Sen. Lindsey Graham (R-S.C.) said Sunday he expects Ukraine aid will not be separated from border funding as Congress tries to figure out a path forward after a shutdown bill left Ukraine out.
“To those who say we need to fix our border, you’re right,” Graham said on CBS News’s “Face The Nation.” “To those who say we need to help Ukraine, you’re right. To those who say we need to do the border, not Ukraine, you’re wrong.”
Graham said he believes Ukraine aid will not be a “standalone” bill and that the “vast majority” of Senate Republicans would support a combination of border security, Ukraine funding and disaster aid.
“We got to fix asylum, we need border security agent increases, we need more detention beds,” Graham said. “I think there’s Democratic support for major border security reform, but we have to attach it to Ukraine to those who say we need to fix our border.”
House Speaker Kevin McCarthy (R-Calif.) on Saturday offered a bill to keep the government open that did not include funding for Ukraine, despite the fact that similar legislation in the Senate with Ukraine aid was moving forward.
McCarthy had argued Ukraine aid should not be part of a stopgap measure, and a number of Republicans in the House oppose it.

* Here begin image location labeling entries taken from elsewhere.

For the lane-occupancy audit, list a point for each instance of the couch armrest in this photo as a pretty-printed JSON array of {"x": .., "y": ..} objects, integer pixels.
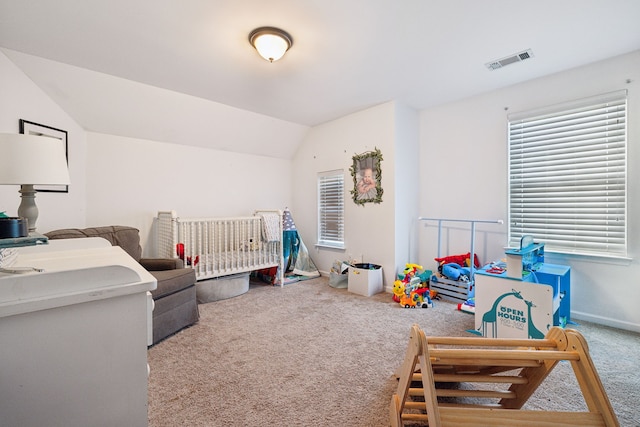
[{"x": 159, "y": 264}]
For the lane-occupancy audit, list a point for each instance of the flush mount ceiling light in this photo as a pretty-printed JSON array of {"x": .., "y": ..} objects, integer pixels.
[{"x": 270, "y": 42}]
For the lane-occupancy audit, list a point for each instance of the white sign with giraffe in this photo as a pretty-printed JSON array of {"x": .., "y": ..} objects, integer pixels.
[{"x": 509, "y": 308}]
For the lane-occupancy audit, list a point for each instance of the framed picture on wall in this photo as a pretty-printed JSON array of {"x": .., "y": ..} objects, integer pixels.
[
  {"x": 31, "y": 128},
  {"x": 367, "y": 177}
]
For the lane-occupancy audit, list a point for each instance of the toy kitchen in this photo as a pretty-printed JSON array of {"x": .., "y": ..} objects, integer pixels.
[{"x": 524, "y": 299}]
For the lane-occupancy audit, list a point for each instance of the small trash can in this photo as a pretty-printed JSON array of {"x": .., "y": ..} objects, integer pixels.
[{"x": 365, "y": 279}]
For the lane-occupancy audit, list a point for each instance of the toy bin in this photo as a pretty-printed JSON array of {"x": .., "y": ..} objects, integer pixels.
[{"x": 365, "y": 279}]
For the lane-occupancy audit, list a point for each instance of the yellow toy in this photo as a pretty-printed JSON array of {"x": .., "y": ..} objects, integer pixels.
[{"x": 411, "y": 291}]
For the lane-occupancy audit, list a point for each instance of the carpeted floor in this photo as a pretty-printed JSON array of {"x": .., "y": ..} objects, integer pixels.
[{"x": 311, "y": 355}]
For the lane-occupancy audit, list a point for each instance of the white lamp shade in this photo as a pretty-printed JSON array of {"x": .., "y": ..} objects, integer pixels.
[{"x": 32, "y": 160}]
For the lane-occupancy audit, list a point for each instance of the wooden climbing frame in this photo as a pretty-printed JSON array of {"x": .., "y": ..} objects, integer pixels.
[{"x": 473, "y": 381}]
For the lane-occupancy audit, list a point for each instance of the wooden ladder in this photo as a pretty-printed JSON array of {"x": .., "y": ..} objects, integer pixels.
[{"x": 462, "y": 381}]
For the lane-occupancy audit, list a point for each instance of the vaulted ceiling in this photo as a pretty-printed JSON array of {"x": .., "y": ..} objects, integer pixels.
[{"x": 154, "y": 69}]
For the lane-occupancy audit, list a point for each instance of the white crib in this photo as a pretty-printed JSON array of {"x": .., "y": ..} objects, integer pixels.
[{"x": 216, "y": 247}]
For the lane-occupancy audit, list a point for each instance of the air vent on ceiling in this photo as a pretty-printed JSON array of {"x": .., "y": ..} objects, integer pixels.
[{"x": 512, "y": 59}]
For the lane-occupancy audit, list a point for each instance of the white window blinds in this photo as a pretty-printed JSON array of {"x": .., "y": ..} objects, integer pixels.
[
  {"x": 567, "y": 176},
  {"x": 331, "y": 209}
]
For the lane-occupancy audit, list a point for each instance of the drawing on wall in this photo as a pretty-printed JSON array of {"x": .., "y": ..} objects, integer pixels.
[{"x": 367, "y": 177}]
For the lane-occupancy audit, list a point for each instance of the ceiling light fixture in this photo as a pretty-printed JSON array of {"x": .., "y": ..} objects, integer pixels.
[{"x": 270, "y": 42}]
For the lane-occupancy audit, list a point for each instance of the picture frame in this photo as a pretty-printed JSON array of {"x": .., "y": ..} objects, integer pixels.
[
  {"x": 32, "y": 128},
  {"x": 367, "y": 177}
]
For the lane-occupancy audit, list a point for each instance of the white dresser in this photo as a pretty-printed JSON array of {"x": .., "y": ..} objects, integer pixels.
[{"x": 73, "y": 337}]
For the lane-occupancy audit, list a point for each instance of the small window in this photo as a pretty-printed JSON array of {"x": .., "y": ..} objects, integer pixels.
[
  {"x": 568, "y": 176},
  {"x": 331, "y": 209}
]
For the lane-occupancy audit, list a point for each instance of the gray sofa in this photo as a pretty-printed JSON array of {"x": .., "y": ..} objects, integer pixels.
[{"x": 175, "y": 304}]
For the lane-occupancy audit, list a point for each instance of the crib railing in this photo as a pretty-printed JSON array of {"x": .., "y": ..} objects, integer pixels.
[{"x": 216, "y": 247}]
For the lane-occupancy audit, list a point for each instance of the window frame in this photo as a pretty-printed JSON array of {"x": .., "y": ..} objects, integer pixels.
[{"x": 330, "y": 227}]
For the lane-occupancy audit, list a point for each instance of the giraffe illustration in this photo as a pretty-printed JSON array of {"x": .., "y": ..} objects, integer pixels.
[
  {"x": 491, "y": 316},
  {"x": 532, "y": 330}
]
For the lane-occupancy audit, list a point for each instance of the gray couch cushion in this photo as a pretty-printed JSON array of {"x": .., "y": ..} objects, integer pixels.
[
  {"x": 128, "y": 238},
  {"x": 171, "y": 281}
]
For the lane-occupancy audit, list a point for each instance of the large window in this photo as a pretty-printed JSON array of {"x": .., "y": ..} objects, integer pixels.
[
  {"x": 567, "y": 176},
  {"x": 331, "y": 209}
]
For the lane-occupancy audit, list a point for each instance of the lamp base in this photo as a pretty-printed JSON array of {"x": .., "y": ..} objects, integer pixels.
[{"x": 28, "y": 208}]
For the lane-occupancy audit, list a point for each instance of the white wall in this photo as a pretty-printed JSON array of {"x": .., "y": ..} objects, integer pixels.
[
  {"x": 369, "y": 228},
  {"x": 21, "y": 99},
  {"x": 130, "y": 180},
  {"x": 407, "y": 191},
  {"x": 464, "y": 175}
]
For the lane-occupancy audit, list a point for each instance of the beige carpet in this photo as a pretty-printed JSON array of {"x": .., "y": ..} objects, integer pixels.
[{"x": 312, "y": 355}]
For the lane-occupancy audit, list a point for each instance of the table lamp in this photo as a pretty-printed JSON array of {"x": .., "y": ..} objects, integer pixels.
[{"x": 29, "y": 160}]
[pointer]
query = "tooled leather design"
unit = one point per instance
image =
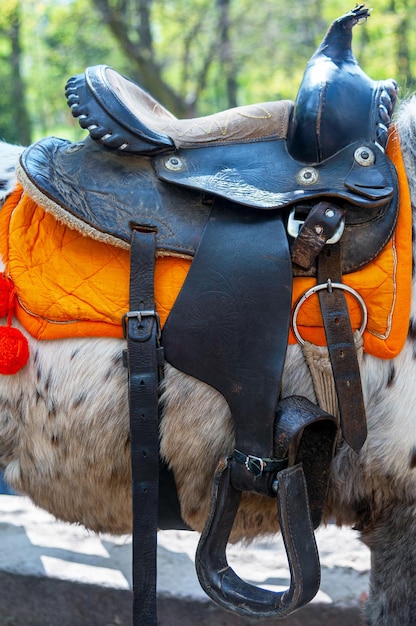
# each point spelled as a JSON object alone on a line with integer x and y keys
{"x": 106, "y": 191}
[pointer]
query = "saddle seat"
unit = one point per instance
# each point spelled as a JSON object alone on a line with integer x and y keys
{"x": 121, "y": 115}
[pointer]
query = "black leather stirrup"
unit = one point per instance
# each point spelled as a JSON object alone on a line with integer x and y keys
{"x": 142, "y": 332}
{"x": 229, "y": 328}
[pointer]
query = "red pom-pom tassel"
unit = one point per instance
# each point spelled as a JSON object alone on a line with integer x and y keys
{"x": 6, "y": 295}
{"x": 14, "y": 347}
{"x": 14, "y": 350}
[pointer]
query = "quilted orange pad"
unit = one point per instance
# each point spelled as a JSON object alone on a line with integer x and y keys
{"x": 70, "y": 286}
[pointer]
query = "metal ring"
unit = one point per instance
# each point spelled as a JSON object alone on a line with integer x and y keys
{"x": 329, "y": 285}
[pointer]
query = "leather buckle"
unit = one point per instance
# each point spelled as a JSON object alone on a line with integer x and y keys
{"x": 256, "y": 465}
{"x": 294, "y": 224}
{"x": 141, "y": 316}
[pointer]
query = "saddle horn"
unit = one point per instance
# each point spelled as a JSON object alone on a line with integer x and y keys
{"x": 337, "y": 102}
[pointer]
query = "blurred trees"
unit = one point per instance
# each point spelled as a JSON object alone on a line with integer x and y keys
{"x": 195, "y": 56}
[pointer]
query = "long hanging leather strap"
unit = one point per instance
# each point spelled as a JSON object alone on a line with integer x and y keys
{"x": 341, "y": 348}
{"x": 142, "y": 333}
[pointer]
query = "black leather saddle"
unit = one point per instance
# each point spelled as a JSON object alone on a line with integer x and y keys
{"x": 254, "y": 195}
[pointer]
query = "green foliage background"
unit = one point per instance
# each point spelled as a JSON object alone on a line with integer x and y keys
{"x": 263, "y": 57}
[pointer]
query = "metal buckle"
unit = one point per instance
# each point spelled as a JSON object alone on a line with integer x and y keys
{"x": 330, "y": 286}
{"x": 295, "y": 224}
{"x": 139, "y": 315}
{"x": 255, "y": 465}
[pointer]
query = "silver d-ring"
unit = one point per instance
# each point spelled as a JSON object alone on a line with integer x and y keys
{"x": 329, "y": 285}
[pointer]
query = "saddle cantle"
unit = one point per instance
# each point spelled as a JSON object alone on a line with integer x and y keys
{"x": 337, "y": 103}
{"x": 100, "y": 193}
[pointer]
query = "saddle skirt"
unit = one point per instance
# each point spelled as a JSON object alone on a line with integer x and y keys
{"x": 69, "y": 284}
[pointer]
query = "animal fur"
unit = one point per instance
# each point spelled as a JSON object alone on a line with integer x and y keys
{"x": 64, "y": 441}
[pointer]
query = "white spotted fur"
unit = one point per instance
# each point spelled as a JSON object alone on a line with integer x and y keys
{"x": 64, "y": 441}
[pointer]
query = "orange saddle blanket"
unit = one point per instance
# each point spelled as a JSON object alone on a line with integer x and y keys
{"x": 69, "y": 285}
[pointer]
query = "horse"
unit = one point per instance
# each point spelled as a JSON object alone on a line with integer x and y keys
{"x": 65, "y": 437}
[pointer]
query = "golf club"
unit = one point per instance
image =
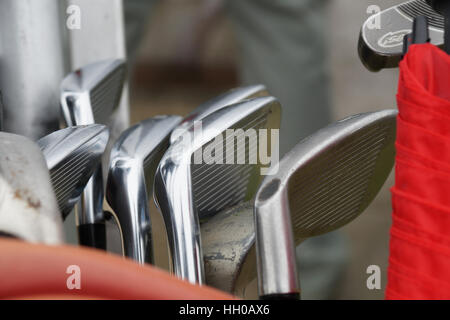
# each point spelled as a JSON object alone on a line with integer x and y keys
{"x": 188, "y": 189}
{"x": 133, "y": 162}
{"x": 90, "y": 95}
{"x": 322, "y": 184}
{"x": 28, "y": 206}
{"x": 72, "y": 155}
{"x": 231, "y": 97}
{"x": 380, "y": 43}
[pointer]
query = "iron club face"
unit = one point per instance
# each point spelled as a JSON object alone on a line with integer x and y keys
{"x": 187, "y": 189}
{"x": 217, "y": 103}
{"x": 322, "y": 184}
{"x": 380, "y": 43}
{"x": 90, "y": 95}
{"x": 134, "y": 159}
{"x": 72, "y": 155}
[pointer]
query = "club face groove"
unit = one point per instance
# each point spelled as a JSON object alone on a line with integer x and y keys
{"x": 92, "y": 93}
{"x": 186, "y": 190}
{"x": 322, "y": 184}
{"x": 231, "y": 97}
{"x": 337, "y": 185}
{"x": 217, "y": 186}
{"x": 380, "y": 44}
{"x": 72, "y": 155}
{"x": 133, "y": 162}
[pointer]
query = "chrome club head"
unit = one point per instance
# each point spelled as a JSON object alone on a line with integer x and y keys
{"x": 72, "y": 155}
{"x": 322, "y": 184}
{"x": 90, "y": 95}
{"x": 28, "y": 206}
{"x": 380, "y": 43}
{"x": 133, "y": 162}
{"x": 217, "y": 103}
{"x": 188, "y": 188}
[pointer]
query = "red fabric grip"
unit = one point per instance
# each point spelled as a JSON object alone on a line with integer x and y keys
{"x": 419, "y": 249}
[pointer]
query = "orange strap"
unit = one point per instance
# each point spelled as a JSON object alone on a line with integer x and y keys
{"x": 38, "y": 271}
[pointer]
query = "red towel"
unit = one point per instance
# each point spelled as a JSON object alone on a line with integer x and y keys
{"x": 419, "y": 257}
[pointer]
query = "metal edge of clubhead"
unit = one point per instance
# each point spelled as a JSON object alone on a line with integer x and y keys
{"x": 379, "y": 48}
{"x": 77, "y": 86}
{"x": 275, "y": 251}
{"x": 133, "y": 162}
{"x": 28, "y": 209}
{"x": 173, "y": 188}
{"x": 83, "y": 95}
{"x": 228, "y": 249}
{"x": 72, "y": 155}
{"x": 231, "y": 97}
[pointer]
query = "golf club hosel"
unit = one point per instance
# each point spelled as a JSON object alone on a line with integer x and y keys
{"x": 172, "y": 187}
{"x": 130, "y": 204}
{"x": 275, "y": 253}
{"x": 76, "y": 108}
{"x": 90, "y": 209}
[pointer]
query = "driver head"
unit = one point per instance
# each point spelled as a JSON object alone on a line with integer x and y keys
{"x": 322, "y": 184}
{"x": 91, "y": 94}
{"x": 380, "y": 43}
{"x": 197, "y": 179}
{"x": 217, "y": 103}
{"x": 133, "y": 162}
{"x": 28, "y": 207}
{"x": 72, "y": 155}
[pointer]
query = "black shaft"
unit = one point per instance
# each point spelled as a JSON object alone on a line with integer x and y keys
{"x": 443, "y": 7}
{"x": 92, "y": 235}
{"x": 447, "y": 28}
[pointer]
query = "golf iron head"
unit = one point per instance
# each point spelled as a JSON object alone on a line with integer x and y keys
{"x": 380, "y": 43}
{"x": 90, "y": 95}
{"x": 322, "y": 184}
{"x": 28, "y": 206}
{"x": 72, "y": 155}
{"x": 231, "y": 97}
{"x": 194, "y": 182}
{"x": 133, "y": 162}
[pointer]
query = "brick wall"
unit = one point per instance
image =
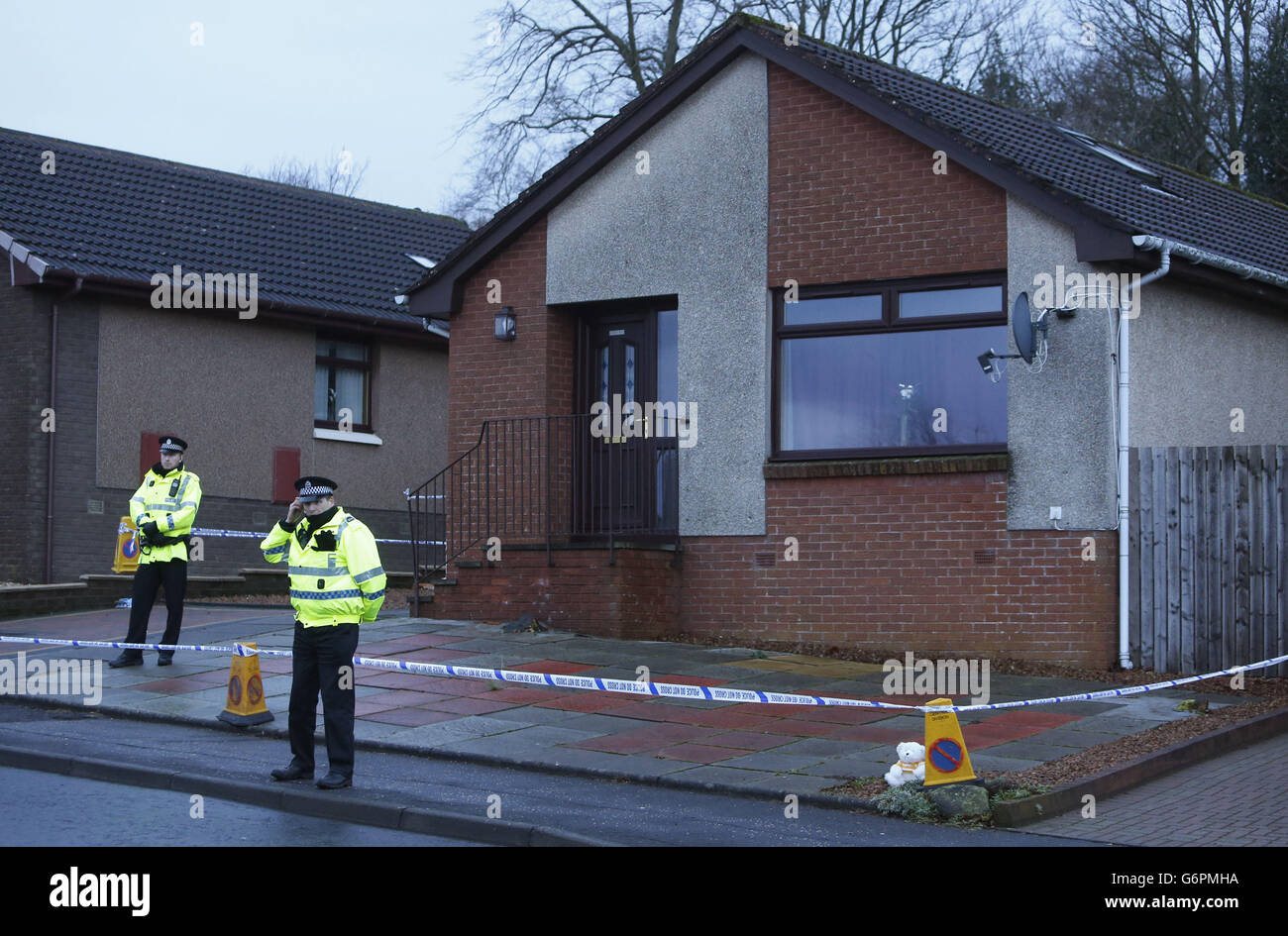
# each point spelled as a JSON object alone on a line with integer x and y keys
{"x": 889, "y": 564}
{"x": 528, "y": 376}
{"x": 851, "y": 198}
{"x": 636, "y": 599}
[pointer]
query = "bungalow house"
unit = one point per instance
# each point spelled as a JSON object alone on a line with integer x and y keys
{"x": 811, "y": 254}
{"x": 256, "y": 320}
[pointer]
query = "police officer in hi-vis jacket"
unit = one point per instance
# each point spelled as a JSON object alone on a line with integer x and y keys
{"x": 163, "y": 510}
{"x": 336, "y": 583}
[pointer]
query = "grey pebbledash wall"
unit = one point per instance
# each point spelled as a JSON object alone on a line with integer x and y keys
{"x": 1197, "y": 356}
{"x": 97, "y": 443}
{"x": 1060, "y": 423}
{"x": 696, "y": 226}
{"x": 24, "y": 390}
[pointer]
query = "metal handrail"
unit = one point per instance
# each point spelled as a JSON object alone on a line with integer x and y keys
{"x": 540, "y": 477}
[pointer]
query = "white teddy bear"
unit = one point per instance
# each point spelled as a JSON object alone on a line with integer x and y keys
{"x": 911, "y": 767}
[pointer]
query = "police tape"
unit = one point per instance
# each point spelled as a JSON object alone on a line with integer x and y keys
{"x": 658, "y": 689}
{"x": 249, "y": 535}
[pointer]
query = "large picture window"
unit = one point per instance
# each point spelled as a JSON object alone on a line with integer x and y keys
{"x": 889, "y": 368}
{"x": 342, "y": 381}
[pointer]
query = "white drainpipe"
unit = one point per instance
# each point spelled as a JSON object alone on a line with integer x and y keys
{"x": 1198, "y": 257}
{"x": 1125, "y": 317}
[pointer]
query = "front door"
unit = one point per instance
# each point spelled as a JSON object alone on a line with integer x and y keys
{"x": 630, "y": 470}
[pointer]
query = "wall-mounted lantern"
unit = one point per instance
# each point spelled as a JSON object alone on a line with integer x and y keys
{"x": 503, "y": 330}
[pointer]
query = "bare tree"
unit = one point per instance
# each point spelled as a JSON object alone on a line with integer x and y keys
{"x": 336, "y": 172}
{"x": 1172, "y": 78}
{"x": 947, "y": 40}
{"x": 557, "y": 68}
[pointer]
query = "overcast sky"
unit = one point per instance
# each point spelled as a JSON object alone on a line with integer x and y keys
{"x": 271, "y": 78}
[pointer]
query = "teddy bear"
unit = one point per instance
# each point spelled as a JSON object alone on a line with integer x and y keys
{"x": 911, "y": 767}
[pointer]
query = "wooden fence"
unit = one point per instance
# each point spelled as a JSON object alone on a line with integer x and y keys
{"x": 1209, "y": 558}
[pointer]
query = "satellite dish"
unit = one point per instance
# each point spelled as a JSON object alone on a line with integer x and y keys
{"x": 1021, "y": 326}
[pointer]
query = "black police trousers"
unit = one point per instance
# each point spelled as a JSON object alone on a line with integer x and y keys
{"x": 320, "y": 653}
{"x": 174, "y": 576}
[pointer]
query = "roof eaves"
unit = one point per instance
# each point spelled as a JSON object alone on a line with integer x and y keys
{"x": 437, "y": 292}
{"x": 20, "y": 254}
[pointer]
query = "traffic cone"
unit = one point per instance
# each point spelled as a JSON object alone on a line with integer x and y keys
{"x": 245, "y": 692}
{"x": 947, "y": 759}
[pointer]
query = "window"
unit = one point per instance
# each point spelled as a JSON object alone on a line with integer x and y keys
{"x": 889, "y": 368}
{"x": 342, "y": 381}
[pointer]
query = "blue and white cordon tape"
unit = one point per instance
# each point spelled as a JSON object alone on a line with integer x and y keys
{"x": 660, "y": 689}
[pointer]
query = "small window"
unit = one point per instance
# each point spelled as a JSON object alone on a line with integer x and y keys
{"x": 978, "y": 300}
{"x": 343, "y": 382}
{"x": 827, "y": 309}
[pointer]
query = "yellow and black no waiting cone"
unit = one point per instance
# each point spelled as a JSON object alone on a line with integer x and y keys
{"x": 245, "y": 692}
{"x": 947, "y": 759}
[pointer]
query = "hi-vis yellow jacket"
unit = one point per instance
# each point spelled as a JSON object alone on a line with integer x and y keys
{"x": 335, "y": 571}
{"x": 168, "y": 499}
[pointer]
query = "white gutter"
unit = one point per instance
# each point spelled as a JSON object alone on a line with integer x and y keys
{"x": 1167, "y": 250}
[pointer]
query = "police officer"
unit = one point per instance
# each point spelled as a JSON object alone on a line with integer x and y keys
{"x": 336, "y": 583}
{"x": 163, "y": 510}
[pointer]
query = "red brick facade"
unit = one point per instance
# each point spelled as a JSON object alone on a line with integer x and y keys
{"x": 851, "y": 198}
{"x": 636, "y": 599}
{"x": 531, "y": 376}
{"x": 890, "y": 563}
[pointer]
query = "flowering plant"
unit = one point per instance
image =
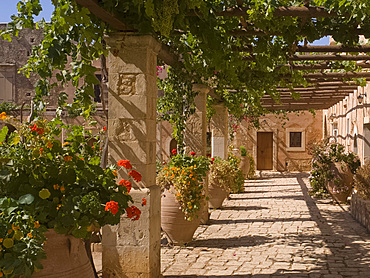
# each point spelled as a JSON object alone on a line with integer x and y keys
{"x": 323, "y": 156}
{"x": 47, "y": 184}
{"x": 184, "y": 174}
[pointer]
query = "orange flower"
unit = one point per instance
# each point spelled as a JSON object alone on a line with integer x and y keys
{"x": 68, "y": 158}
{"x": 133, "y": 213}
{"x": 126, "y": 184}
{"x": 135, "y": 175}
{"x": 112, "y": 206}
{"x": 125, "y": 163}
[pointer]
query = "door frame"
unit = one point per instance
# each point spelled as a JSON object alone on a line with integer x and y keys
{"x": 274, "y": 146}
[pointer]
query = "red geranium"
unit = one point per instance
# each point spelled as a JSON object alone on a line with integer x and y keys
{"x": 135, "y": 175}
{"x": 125, "y": 163}
{"x": 126, "y": 184}
{"x": 133, "y": 213}
{"x": 112, "y": 206}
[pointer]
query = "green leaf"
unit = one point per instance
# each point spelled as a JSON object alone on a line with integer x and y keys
{"x": 3, "y": 133}
{"x": 26, "y": 199}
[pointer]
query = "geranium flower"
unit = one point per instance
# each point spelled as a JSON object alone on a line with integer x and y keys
{"x": 112, "y": 206}
{"x": 135, "y": 175}
{"x": 126, "y": 184}
{"x": 133, "y": 213}
{"x": 125, "y": 163}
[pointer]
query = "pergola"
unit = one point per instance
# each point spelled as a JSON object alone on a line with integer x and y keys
{"x": 132, "y": 115}
{"x": 324, "y": 89}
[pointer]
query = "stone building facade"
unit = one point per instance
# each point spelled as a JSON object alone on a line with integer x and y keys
{"x": 348, "y": 122}
{"x": 282, "y": 145}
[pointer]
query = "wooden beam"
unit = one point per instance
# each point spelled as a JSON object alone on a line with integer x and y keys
{"x": 279, "y": 11}
{"x": 333, "y": 48}
{"x": 318, "y": 88}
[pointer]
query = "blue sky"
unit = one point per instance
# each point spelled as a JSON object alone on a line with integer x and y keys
{"x": 9, "y": 7}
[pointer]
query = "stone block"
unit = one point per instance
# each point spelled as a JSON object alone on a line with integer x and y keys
{"x": 132, "y": 248}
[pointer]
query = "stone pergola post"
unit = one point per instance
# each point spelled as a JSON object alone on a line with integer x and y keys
{"x": 132, "y": 248}
{"x": 195, "y": 138}
{"x": 219, "y": 128}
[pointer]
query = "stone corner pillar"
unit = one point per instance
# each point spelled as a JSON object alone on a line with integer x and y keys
{"x": 195, "y": 138}
{"x": 219, "y": 128}
{"x": 132, "y": 248}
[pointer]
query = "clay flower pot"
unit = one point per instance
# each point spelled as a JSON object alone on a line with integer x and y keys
{"x": 173, "y": 223}
{"x": 340, "y": 186}
{"x": 66, "y": 257}
{"x": 245, "y": 165}
{"x": 217, "y": 195}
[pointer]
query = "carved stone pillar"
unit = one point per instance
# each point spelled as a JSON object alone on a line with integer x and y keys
{"x": 196, "y": 136}
{"x": 219, "y": 127}
{"x": 132, "y": 248}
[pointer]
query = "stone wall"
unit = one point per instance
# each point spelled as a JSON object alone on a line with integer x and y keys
{"x": 360, "y": 209}
{"x": 284, "y": 158}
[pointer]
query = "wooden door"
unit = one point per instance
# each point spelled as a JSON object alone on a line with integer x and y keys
{"x": 264, "y": 150}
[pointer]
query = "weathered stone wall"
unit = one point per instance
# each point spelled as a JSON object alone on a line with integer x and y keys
{"x": 284, "y": 158}
{"x": 360, "y": 209}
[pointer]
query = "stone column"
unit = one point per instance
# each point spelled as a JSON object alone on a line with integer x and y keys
{"x": 195, "y": 138}
{"x": 132, "y": 248}
{"x": 219, "y": 127}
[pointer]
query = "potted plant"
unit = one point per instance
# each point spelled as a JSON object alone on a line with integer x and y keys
{"x": 223, "y": 179}
{"x": 56, "y": 192}
{"x": 182, "y": 181}
{"x": 245, "y": 161}
{"x": 332, "y": 170}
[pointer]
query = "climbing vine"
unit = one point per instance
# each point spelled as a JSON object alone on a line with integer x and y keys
{"x": 241, "y": 69}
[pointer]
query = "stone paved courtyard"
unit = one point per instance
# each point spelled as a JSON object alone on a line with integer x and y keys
{"x": 274, "y": 229}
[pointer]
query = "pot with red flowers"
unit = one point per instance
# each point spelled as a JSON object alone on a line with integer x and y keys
{"x": 56, "y": 192}
{"x": 182, "y": 183}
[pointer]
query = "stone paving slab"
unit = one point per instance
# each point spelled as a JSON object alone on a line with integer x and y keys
{"x": 274, "y": 229}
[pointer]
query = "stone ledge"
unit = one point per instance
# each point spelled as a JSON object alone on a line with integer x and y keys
{"x": 360, "y": 210}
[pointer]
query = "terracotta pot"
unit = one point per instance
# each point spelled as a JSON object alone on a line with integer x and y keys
{"x": 342, "y": 174}
{"x": 217, "y": 195}
{"x": 245, "y": 165}
{"x": 66, "y": 257}
{"x": 173, "y": 223}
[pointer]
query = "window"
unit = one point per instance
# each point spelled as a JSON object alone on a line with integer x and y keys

The Senate ended up agreeing to the House-approved move, even though some said the lack of support for Ukraine was essentially a victory for Russian President Vladimir Putin.
In an interview minutes earlier on CBS News, McCarthy said he is committed to helping Ukraine, but that addressing the crisis at the border is a bigger priority. When asked if he would link Ukraine aid to a border bill vote, McCarthy said the American border “matters.”
“[McCarthy] worked to avoid a shutdown, he will help Ukraine, but he’s telling everybody in the country, including me, ‘You better send something over the border for me to help Ukraine,’ and he’s right to make that demand,” Graham said.
The South Carolina Republican said the Senate will have a “strong” border security measure while pushing for up to $60 or $70 billion in Ukraine funding for the next year, a far higher payout than the White House’s request of $24 billion.
Pressed over the large supplemental request, Graham said it’s “because we need it.”
“We haven’t lost one soldier in the Ukraine war, spent less than 5 percent of our military budget. Fifty percent of the Russian army has been destroyed by the Ukrainians, so they would be at Crimea already if the administration hadn’t been so slow and given weapons,” Graham said.